FÉRIAS: USO SAUDÁVEL DE ECRÃS

Catarina da Isabel, Musicoterapeuta e Terapeuta da Fala

As férias são, para muitas crianças, um tempo aguardado com entusiasmo: menos horários rígidos, mais liberdade e tempo livre. Mas é também nesse tempo mais “solto” que muitos pais se veem diante de um desafio comum – o uso excessivo dos ecrãs.

Como equilibrar o descanso, a brincadeira e o digital? E como fazê-lo respeitando o desenvolvimento neurológico, emocional e comunicativo da criança? A pediatria neurocompatível parte de um princípio essencial: respeitar os ritmos naturais e o desenvolvimento do cérebro infantil. Isso significa reconhecer que o cérebro da criança precisa de movimento, de afeto, de experiências sensoriais reais e de relações humanas vivas para crescer com saúde.

Os ecrãs não são, por si, “vilões” – mas quando usados em excesso ou sem critério, substituem experiências fundamentais para o desenvolvimento neurológico e relacional. E nas férias, esse risco aumenta.

Do ponto de vista da terapia da fala, o uso excessivo de ecrãs pode ter consequências diretas na aquisição da linguagem e na qualidade da comunicação: 

  • Menos interação humana, menos linguagem real: a linguagem aprende-se na troca, no olhar, nos gestos, na escuta ativa e nas respostas espontâneas.

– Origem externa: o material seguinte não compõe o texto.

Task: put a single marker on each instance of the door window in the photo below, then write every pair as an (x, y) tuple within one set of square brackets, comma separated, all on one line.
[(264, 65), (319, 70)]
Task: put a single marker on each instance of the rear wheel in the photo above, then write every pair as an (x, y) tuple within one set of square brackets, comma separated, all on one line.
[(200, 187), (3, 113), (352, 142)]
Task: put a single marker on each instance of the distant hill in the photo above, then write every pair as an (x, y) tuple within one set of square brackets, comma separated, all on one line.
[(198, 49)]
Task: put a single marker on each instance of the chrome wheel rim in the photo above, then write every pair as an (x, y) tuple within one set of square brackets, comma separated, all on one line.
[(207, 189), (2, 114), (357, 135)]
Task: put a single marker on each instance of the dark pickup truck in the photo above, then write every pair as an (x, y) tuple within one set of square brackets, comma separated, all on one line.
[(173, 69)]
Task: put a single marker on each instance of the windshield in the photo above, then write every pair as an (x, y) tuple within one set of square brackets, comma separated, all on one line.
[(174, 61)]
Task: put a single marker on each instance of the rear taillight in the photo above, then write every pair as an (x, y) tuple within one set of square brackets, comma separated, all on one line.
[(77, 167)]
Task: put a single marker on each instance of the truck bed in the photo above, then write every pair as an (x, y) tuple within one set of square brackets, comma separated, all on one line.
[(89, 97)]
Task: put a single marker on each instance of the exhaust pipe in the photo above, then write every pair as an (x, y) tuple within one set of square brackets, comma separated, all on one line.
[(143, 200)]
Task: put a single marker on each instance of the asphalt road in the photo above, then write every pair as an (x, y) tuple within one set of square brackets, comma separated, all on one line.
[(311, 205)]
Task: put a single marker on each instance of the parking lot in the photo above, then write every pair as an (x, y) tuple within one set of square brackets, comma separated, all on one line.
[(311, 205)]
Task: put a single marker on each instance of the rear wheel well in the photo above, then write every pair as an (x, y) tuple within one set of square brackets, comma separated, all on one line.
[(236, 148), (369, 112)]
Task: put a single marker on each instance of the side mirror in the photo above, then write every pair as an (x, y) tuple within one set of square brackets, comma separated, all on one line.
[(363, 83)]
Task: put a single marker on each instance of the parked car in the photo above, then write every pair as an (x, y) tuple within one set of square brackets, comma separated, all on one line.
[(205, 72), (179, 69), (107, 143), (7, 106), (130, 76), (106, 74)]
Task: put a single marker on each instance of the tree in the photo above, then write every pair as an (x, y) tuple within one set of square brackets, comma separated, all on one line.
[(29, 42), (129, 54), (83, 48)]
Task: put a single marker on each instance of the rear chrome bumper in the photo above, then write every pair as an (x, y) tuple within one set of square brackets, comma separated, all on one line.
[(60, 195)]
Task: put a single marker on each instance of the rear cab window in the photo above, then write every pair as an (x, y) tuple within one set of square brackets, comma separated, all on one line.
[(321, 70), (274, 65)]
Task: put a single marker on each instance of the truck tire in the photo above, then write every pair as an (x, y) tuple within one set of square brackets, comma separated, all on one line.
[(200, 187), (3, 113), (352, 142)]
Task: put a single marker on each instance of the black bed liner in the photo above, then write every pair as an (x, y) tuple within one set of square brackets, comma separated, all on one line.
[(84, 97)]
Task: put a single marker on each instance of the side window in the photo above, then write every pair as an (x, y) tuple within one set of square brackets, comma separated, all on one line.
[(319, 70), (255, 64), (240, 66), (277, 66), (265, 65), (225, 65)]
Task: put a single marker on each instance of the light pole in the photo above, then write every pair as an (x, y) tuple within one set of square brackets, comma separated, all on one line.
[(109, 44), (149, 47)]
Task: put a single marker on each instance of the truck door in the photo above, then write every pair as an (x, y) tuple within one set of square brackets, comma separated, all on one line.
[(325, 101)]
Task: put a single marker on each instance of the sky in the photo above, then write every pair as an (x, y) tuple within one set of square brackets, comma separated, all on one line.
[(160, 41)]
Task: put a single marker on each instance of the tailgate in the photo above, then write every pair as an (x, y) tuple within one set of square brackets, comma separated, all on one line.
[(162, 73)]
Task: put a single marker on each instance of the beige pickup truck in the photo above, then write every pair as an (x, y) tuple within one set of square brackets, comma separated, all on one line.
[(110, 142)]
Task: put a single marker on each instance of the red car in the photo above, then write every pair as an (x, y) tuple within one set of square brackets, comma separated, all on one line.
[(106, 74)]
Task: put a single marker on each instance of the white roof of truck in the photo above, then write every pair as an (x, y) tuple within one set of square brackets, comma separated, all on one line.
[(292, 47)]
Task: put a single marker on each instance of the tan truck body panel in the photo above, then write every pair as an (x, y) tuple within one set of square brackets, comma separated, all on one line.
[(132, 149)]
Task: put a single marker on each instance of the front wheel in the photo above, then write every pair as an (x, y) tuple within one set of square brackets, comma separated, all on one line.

Os ecrãs são unidirecionais – não escutam, não ajustam a linguagem, não esperam;

  • Menor vocabulário e estrutura frásica limitada: crianças expostas sobretudo a conteúdos visuais repetitivos (como vídeos ou jogos automáticos) tendem a usar frases mais curtas, com vocabulário pobre ou estereotipado;

  • Défices na atenção partilhada e nas competências sociais: o desenvolvimento da linguagem oral está intimamente ligado à capacidade de manter atenção conjunta, interpretar expressões faciais e adaptar a comunicação ao outro – tudo isto se constrói nas relações reais, não com ecrãs;

  • Atrasos de linguagem em crianças mais pequenas: vários estudos e a prática clínica mostram uma relação entre o uso precoce de ecrãs e atrasos significativos na linguagem expressiva e compreensiva. 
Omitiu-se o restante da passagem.